Dominican novices were among those who took part in a Mass Oct. 15 at St. Louis Bertrand Church to celebrate the parish’s 150th anniversary. The Mass and a dinner afterward wrapped up a year-long celebration.  (Record Photo by Ruby Thomas)
Dominican novices were among those who took part in a Mass Oct. 15 at St. Louis Bertrand Church to celebrate the parish’s 150th anniversary. The Mass and a dinner afterward wrapped up a year-long celebration. (Record Photo by Ruby Thomas)

By Ruby Thomas, Record Staff Writer
Archbishop Joseph E. Kurtz told parishioners of St. Louis Bertrand Church gathered to commemorate the parish’s 150th anniversary Oct. 15 that the “gift of service” characterizes their historic parish community.

The day’s celebration began with Mass celebrated by the archbishop and continued with a reception and dinner at the Downtown Marriott. The Mass and dinner wrapped up a year-long celebration that included an anniversary brunch, parish and neighborhood cookouts and monthly talks about the life of several Dominican friars who were canonized, including St.
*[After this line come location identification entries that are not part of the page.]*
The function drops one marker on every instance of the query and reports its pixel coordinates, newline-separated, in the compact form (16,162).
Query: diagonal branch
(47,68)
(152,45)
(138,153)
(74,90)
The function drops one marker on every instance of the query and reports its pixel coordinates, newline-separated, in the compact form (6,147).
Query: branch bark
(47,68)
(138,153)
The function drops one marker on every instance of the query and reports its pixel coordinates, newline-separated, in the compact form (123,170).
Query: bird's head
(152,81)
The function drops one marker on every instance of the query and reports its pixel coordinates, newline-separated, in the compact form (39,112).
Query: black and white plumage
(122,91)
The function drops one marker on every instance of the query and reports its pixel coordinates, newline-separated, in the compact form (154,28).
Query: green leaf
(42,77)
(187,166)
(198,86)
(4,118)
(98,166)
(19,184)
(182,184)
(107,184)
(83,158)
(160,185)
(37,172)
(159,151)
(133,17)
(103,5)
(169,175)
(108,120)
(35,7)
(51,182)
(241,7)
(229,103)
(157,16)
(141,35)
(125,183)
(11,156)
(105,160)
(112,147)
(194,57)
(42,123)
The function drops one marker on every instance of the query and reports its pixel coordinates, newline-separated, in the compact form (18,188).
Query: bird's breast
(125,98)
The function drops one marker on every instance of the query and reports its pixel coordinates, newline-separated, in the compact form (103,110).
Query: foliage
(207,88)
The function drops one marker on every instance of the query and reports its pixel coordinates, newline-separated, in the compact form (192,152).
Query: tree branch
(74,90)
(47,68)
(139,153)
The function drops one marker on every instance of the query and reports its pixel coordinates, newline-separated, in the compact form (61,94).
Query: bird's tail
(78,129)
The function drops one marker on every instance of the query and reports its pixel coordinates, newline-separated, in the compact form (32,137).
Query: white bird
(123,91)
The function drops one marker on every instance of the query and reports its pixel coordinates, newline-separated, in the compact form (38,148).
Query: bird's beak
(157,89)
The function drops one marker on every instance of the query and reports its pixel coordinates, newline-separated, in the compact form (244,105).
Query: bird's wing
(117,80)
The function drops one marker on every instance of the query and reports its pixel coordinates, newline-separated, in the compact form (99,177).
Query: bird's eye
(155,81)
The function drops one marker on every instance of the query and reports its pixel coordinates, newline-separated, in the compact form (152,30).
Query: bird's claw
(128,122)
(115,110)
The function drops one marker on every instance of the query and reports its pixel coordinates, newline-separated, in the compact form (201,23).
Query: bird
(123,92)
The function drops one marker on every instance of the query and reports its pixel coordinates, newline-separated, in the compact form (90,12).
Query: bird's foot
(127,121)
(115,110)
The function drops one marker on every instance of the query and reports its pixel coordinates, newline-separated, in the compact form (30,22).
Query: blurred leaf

Thomas Aquinas and St. Albert the Great.

St. Louis Bertrand was established in 1866 by members of the Dominican Order. Father Edward Gorman, the current pastor, is a member of the Dominican Friars of the Province of St. Joseph. This year also marks the 800th anniversary of the founding of the Dominican Order by Spanish priest St. Dominic de Guzmán.

The current church, which stands at 1104 South Sixth St. in Old Louisville, was dedicated in 1873. The Dominican friars also operated an elementary school, which closed in the 1960s when families started moving away from downtown and into the suburbs, according to a press release from the parish.
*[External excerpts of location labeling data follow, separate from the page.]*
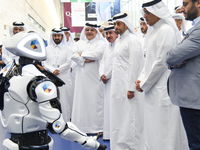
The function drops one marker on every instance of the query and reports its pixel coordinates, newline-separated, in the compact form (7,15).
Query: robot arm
(45,93)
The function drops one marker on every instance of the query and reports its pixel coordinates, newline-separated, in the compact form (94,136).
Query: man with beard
(163,126)
(59,62)
(184,83)
(126,111)
(105,71)
(87,112)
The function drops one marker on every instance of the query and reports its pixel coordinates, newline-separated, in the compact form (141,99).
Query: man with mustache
(184,83)
(162,118)
(105,72)
(59,63)
(87,112)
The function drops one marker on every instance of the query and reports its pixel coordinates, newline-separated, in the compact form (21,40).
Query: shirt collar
(124,34)
(158,23)
(195,21)
(113,43)
(91,41)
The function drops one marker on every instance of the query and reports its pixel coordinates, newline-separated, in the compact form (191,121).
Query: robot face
(29,45)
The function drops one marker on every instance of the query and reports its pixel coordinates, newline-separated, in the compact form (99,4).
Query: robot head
(27,44)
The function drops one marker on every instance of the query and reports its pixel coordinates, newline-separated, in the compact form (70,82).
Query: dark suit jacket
(184,82)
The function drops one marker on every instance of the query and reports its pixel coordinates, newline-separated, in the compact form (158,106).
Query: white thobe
(73,72)
(163,126)
(87,111)
(106,69)
(59,57)
(126,115)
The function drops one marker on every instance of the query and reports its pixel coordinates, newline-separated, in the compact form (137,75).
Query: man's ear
(198,3)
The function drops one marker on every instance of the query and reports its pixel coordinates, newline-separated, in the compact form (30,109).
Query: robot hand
(72,133)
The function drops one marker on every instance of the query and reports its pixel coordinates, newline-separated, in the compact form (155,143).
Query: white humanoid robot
(29,102)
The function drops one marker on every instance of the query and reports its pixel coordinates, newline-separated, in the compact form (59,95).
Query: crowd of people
(138,89)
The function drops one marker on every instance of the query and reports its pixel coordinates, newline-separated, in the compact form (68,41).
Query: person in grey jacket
(184,80)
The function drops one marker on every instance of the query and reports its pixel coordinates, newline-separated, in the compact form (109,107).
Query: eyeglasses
(146,13)
(91,30)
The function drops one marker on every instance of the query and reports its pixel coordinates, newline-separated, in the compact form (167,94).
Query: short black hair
(193,1)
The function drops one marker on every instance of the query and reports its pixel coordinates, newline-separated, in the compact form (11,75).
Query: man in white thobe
(105,71)
(87,111)
(58,62)
(6,55)
(126,111)
(163,126)
(70,42)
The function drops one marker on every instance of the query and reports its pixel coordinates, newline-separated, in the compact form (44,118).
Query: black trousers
(191,122)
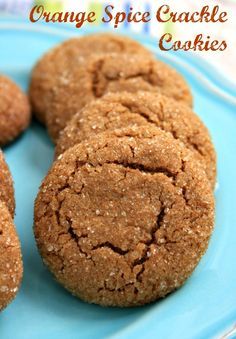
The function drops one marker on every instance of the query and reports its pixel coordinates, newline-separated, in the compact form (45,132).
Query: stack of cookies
(127,209)
(14,119)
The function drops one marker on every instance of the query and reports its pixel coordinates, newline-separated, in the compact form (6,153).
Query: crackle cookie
(11,267)
(119,110)
(6,185)
(61,57)
(14,111)
(123,218)
(101,74)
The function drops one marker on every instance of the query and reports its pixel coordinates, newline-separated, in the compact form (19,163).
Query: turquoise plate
(205,307)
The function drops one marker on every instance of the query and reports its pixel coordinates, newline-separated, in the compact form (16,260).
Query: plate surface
(206,306)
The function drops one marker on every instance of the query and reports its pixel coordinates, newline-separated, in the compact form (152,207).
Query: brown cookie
(6,185)
(14,111)
(61,57)
(11,267)
(124,218)
(101,74)
(119,110)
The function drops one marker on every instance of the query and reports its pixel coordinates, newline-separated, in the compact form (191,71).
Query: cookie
(101,74)
(11,267)
(118,110)
(6,185)
(14,111)
(123,218)
(61,58)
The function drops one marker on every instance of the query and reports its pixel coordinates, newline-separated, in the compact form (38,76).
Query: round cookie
(11,267)
(101,74)
(14,111)
(61,57)
(119,110)
(6,185)
(123,218)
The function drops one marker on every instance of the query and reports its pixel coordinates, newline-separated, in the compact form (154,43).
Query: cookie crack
(99,88)
(110,246)
(145,257)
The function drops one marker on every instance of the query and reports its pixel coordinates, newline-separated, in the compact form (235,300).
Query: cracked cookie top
(14,111)
(123,218)
(61,57)
(119,110)
(100,74)
(6,185)
(11,267)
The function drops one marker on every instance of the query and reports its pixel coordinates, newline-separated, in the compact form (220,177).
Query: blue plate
(206,306)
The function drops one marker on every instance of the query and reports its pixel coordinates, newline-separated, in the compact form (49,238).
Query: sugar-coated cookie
(44,75)
(123,218)
(119,110)
(11,267)
(99,75)
(6,185)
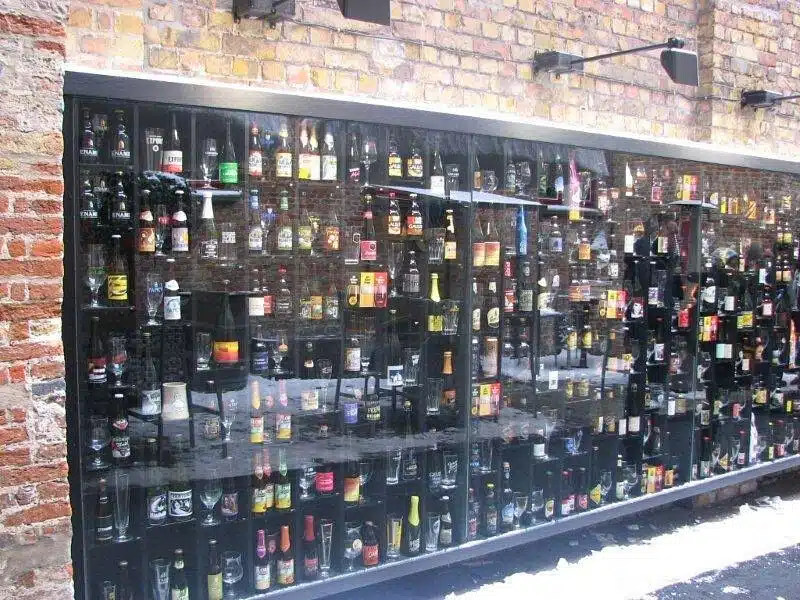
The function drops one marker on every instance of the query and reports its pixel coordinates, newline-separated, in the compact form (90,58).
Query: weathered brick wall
(34,496)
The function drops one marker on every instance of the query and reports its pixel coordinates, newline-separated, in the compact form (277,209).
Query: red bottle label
(370,554)
(324,482)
During his homily Archbishop Kurtz described the English Gothic church as “beautiful,” calling attention to the “magnificent holy altar” built in the 1800s and the stained-glass windows depicting the 15 mysteries of the holy rosary.

“So many beautiful ways that you are called, in stone and in glass, to draw closer to the Lord,” said Archbishop Kurtz.
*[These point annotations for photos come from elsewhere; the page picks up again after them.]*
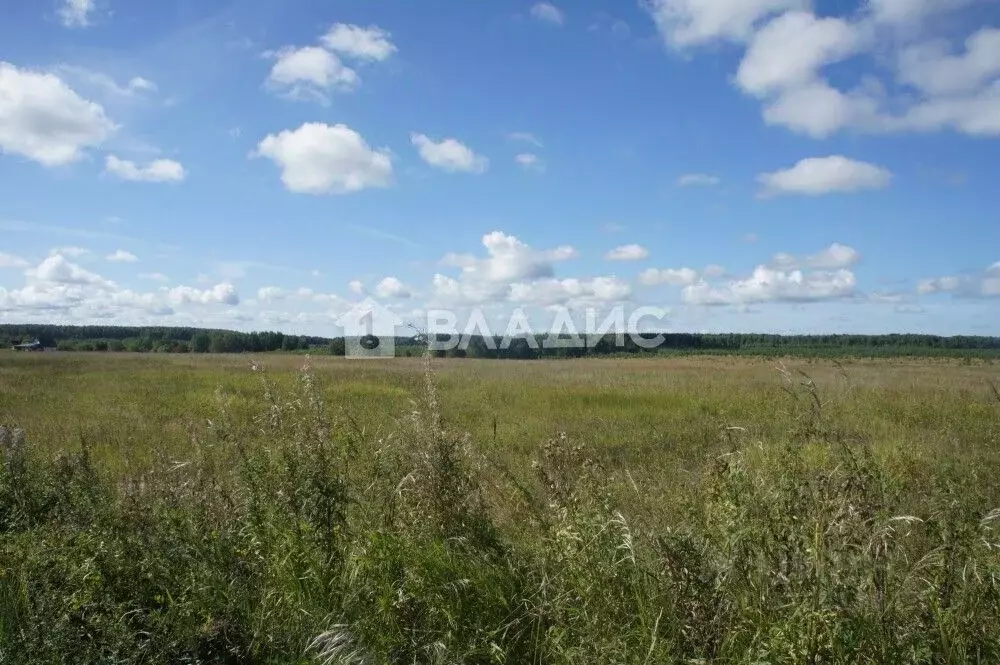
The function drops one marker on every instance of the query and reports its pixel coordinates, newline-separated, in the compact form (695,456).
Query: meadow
(689,509)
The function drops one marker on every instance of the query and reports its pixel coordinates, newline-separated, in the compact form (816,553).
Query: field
(196,509)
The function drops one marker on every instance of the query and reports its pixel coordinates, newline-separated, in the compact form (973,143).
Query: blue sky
(764,165)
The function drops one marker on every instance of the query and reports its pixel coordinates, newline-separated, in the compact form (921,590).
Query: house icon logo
(369,330)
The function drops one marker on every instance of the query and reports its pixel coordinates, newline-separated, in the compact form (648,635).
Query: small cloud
(697,180)
(11,261)
(160,170)
(816,176)
(449,154)
(530,161)
(627,253)
(121,256)
(671,276)
(70,251)
(549,13)
(525,137)
(391,287)
(352,41)
(76,13)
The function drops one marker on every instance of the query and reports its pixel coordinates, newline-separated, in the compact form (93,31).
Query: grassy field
(183,509)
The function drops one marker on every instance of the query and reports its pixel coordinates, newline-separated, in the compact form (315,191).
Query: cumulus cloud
(572,291)
(525,137)
(103,83)
(934,85)
(985,284)
(508,261)
(697,179)
(771,285)
(530,161)
(121,256)
(627,253)
(547,12)
(391,287)
(685,23)
(448,154)
(318,158)
(11,261)
(45,120)
(220,294)
(671,276)
(310,72)
(371,43)
(159,170)
(824,175)
(76,13)
(57,269)
(834,257)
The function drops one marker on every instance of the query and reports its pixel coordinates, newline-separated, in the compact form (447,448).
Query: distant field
(656,427)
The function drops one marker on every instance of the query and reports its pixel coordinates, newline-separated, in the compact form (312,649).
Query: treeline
(157,339)
(197,340)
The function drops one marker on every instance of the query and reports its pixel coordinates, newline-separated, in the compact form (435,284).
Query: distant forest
(198,340)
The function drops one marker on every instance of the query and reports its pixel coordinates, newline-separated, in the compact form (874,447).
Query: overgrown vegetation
(195,340)
(289,529)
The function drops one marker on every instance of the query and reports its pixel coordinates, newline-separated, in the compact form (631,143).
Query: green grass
(182,509)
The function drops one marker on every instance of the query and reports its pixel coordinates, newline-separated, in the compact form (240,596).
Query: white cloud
(57,269)
(627,253)
(697,179)
(309,73)
(911,12)
(834,257)
(318,158)
(270,293)
(982,285)
(11,261)
(546,11)
(789,50)
(770,285)
(101,82)
(121,256)
(819,110)
(572,291)
(525,137)
(530,161)
(930,66)
(508,261)
(784,60)
(824,175)
(671,276)
(160,170)
(448,154)
(76,13)
(371,43)
(220,294)
(685,23)
(71,251)
(43,119)
(391,287)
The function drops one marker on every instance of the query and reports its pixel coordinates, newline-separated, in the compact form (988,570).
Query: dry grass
(687,509)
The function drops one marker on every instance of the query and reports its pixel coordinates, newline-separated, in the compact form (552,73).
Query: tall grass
(298,535)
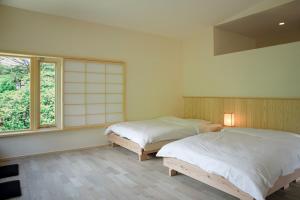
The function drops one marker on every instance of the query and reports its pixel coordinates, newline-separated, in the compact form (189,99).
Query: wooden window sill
(29,132)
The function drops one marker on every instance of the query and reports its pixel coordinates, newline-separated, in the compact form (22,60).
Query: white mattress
(164,128)
(251,159)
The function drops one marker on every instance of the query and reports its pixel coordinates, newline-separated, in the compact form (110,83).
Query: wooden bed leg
(114,145)
(172,172)
(143,157)
(247,198)
(286,186)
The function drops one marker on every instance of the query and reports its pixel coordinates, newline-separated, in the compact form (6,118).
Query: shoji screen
(93,93)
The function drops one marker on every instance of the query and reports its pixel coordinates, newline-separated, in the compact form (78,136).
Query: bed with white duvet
(148,136)
(250,159)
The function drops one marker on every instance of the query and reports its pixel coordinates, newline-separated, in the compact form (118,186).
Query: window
(47,94)
(15,93)
(93,93)
(38,93)
(29,93)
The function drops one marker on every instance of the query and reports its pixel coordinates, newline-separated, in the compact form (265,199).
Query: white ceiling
(173,18)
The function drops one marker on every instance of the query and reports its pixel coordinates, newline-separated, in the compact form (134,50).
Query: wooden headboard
(266,113)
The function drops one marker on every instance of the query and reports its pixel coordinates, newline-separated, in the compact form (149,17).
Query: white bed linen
(164,128)
(251,159)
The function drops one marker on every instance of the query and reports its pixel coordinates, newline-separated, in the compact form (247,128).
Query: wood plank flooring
(113,173)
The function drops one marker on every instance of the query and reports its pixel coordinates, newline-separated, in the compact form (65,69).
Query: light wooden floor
(106,173)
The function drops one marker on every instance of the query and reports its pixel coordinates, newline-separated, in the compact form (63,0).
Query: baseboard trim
(5,159)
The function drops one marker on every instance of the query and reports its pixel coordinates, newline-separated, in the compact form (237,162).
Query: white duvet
(251,159)
(164,128)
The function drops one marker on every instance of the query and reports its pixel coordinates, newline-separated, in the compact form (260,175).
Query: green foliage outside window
(15,94)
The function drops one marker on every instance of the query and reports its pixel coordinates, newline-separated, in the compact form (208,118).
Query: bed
(148,136)
(246,163)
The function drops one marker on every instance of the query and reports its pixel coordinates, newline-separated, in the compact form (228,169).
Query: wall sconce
(229,119)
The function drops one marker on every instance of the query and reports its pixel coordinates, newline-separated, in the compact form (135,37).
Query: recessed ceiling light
(281,23)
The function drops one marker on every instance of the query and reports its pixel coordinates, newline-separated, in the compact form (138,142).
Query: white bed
(252,160)
(148,136)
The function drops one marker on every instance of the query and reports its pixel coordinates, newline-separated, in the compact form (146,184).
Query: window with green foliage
(47,94)
(28,93)
(14,93)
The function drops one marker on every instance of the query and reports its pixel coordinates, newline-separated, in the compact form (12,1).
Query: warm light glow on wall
(229,119)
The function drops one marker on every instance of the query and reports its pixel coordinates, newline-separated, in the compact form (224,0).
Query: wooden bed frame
(218,182)
(143,153)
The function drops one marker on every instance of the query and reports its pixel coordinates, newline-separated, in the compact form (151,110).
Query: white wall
(153,70)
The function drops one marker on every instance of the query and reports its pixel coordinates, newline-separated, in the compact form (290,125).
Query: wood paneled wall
(267,113)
The archbishop said the parish has many gifts for which to be thankful, but “the gift of service,” which he said has long characterized St. Louis Bertrand, stands out.

“That desire to seek to serve others is something that has been constant” in the parish’s history, he said.

This desire to serve was evident during the great flood of 1937, when the Dominican fathers and parishioners opened the church’s doors to 350 people who’d been left homeless by the disaster, said Archbishop Kurtz.

Flood victims were housed in the parochial school building and an infirmary was set up in one of the classrooms. The women of the church volunteered to prepare meals in the priory kitchen and some washed dishes, said the press release. Volunteers transported those meals to the school building on a walkway made out of wooden planks laid across old school desks to keep them out of flood water on the parish grounds.

St. Louis Bertrand’s doors are still open to those who are in need. Father Gorman said the parish offers emergency aid to those who need food or help paying power bills. These services, he said, are available on Monday, Wednesday and Friday every week. And priests are available to hear confessions six days a week, as well.

This servant spirit, which lives in the church community, also characterized St. Louis Bertrand, the patron saint of the parish, said Archbishop Kurtz. St. Louis Bertrand was born in Valencia, Spain, in 1526 and entered the Dominican Order in 1544.

In 1562 he traveled to what is now Colombia in South America where he spent seven years preaching to the indigenous people and fighting for their rights, said the archbishop.

“He preached in a language that the indigenous people of that day understood. Because so many of them were poor and without a defender, he spoke up for them. He stuck with them. He became their spiritual father.”

Archbishop Kurtz referred to those who’d gathered as the “family of St. Louis Bertrand” and told them that the 150th anniversary celebration was a time to “renew” their “gift of faith” and to start preparing for the next 150 years.